Botswana has active double taxation agreements with many countries, among them Namibia, South Africa, Mozambique, Zimbabwe, Mauritius, the Seychelles Barbados, India, the United Kingdom, Sweden and France.

The double taxation avoidance agreement will give certainty and predictability on tax treatment to Lesotho and Swaziland companies seeking to domicile themselves in Botswana and to local companies operating in the two countries.

As Botswana continues to attract investors to help diversify its economy and develop international financial services capacity, a double taxation agreement will help to improve the country's international competitiveness and enhance its image with foreign investors.

According to the Government Gazette, the agreement covers taxes on income and provides for co-operation on avoidance of double taxation and prevention of tax evasion on income and capital gains.

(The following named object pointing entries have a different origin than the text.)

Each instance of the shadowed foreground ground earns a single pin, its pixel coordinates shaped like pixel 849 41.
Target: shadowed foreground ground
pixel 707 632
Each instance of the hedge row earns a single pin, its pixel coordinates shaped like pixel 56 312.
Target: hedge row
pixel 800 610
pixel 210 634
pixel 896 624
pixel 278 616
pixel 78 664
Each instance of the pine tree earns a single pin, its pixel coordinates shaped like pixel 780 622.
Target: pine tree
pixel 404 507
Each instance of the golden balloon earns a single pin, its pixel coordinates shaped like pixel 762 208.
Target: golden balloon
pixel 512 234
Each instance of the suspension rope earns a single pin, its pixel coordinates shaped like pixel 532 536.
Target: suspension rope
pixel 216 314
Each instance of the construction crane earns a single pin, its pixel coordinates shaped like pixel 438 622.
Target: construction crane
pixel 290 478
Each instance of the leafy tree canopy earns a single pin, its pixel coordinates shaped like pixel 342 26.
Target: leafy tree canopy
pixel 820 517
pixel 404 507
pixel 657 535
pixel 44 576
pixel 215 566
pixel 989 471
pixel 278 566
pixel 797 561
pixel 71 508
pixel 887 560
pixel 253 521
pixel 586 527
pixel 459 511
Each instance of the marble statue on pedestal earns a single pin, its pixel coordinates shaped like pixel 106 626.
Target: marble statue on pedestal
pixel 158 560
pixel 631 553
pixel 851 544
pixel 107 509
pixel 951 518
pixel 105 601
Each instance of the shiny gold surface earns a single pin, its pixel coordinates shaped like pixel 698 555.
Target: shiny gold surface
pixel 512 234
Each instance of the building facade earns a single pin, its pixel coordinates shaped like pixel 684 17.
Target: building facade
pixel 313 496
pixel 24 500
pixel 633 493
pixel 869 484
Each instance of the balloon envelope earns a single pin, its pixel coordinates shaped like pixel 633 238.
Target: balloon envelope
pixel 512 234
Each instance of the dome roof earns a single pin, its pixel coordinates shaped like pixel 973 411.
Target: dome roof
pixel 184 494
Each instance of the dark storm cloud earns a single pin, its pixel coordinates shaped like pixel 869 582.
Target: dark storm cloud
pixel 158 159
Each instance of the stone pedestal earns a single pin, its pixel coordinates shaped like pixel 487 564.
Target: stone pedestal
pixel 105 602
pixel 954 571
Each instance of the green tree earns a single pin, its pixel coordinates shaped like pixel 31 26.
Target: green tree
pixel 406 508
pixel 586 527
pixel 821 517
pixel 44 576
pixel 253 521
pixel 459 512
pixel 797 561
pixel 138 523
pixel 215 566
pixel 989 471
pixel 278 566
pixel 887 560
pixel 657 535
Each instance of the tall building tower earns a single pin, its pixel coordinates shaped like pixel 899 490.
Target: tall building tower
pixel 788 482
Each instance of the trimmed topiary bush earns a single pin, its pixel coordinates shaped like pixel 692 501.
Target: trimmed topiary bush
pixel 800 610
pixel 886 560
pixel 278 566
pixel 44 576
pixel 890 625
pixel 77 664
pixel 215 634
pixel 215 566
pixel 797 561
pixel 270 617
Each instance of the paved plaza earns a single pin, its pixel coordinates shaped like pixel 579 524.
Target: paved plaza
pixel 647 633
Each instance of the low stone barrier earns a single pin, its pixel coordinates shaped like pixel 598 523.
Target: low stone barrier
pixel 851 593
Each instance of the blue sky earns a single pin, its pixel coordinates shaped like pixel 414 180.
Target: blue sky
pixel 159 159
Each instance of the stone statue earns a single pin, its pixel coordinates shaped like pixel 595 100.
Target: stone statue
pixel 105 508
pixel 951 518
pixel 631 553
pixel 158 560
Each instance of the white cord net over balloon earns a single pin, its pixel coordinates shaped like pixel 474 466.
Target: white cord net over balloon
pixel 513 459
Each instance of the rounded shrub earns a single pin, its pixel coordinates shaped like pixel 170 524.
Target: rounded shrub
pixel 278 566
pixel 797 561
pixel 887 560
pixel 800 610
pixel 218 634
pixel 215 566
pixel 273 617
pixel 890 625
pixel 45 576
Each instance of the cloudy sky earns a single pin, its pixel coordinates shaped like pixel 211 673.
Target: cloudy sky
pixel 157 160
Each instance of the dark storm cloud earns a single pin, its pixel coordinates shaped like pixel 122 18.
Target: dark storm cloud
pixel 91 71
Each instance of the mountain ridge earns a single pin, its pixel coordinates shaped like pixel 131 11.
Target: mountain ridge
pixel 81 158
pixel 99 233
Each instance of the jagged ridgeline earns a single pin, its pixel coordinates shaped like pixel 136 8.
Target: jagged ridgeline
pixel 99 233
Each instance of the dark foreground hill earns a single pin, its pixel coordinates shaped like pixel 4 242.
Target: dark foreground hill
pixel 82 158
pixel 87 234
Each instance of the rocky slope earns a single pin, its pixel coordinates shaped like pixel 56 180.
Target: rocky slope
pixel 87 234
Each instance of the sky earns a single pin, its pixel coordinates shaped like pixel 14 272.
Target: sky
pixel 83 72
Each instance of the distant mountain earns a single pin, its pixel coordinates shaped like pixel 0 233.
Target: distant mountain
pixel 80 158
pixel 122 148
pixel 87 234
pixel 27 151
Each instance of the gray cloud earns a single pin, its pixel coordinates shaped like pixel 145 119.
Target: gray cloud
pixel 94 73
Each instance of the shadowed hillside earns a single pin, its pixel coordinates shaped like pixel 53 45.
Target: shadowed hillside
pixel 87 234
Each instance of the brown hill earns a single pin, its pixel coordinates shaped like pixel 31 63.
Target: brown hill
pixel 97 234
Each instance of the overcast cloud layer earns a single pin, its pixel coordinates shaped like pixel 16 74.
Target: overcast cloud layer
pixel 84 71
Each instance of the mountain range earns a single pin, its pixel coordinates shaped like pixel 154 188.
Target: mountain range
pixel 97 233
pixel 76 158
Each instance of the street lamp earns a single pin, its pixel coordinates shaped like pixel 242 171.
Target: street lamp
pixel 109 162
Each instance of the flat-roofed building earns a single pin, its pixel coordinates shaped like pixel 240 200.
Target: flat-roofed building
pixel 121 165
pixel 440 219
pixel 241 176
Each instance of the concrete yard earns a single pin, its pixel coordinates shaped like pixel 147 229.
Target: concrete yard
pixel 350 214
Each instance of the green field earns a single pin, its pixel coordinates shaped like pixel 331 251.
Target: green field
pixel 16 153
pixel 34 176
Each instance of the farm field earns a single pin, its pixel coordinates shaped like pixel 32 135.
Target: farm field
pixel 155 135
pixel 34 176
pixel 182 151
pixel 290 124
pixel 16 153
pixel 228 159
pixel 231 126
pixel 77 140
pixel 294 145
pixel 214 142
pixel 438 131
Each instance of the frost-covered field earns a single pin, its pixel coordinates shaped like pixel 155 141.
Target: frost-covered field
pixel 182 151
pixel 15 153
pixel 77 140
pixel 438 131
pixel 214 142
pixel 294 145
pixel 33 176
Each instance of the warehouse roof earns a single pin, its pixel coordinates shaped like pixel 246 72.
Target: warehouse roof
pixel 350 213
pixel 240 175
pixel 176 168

Minister Matambo has stressed the importance of such agreements in the development of Botswana as an international financial services centre where firms conduct much of their business with foreign-based businesses. The agreement is also expected to open up possibilities for mutual co-operation in the prevention of tax evasion, tax avoidance and fraud by providing for the exchange of information on taxpayers.

In establishing their business, multinational companies worldwide also consider the existence of double taxation avoidance agreements as a distinct advantage as it eliminates uncertainty about how their incomes will be taxed in the contracting countries.

The Government Gazette explains the salient provisions of the new Double Taxation Avoidance Agreement thus: 'The profits of an enterprise of a contracting state shall be taxable only in that state unless the enterprise carries on business in the other contracting state through a permanent establishment situated therein.

'If the enterprise carries on business as aforesaid, the profits of the enterprise may be taxed in the other state but only so much of them as are attributable to that permanent establishment.'

Income derived from, as well as gains from the sale of immovable property, including incomes from agriculture and forestry, will be taxed only in the country where the property is situated.

According to the proposed agreement, dividends paid by a company which is a resident of a contracting state to a resident of another contracting state may be taxed in that other state.

'However, such dividends may also be taxed in the contracting state of which the company paying the dividends is a resident and according to the laws of that state, but if the recipient is the beneficial owner of the dividends and is a resident of the other contracting state, the tax charged shall not exceed 10 percent of the gross amount of the dividends if the  beneficial owner is a company which holds at least 25 percent of the capital of the company paying the dividends.' reads the Government Gazette.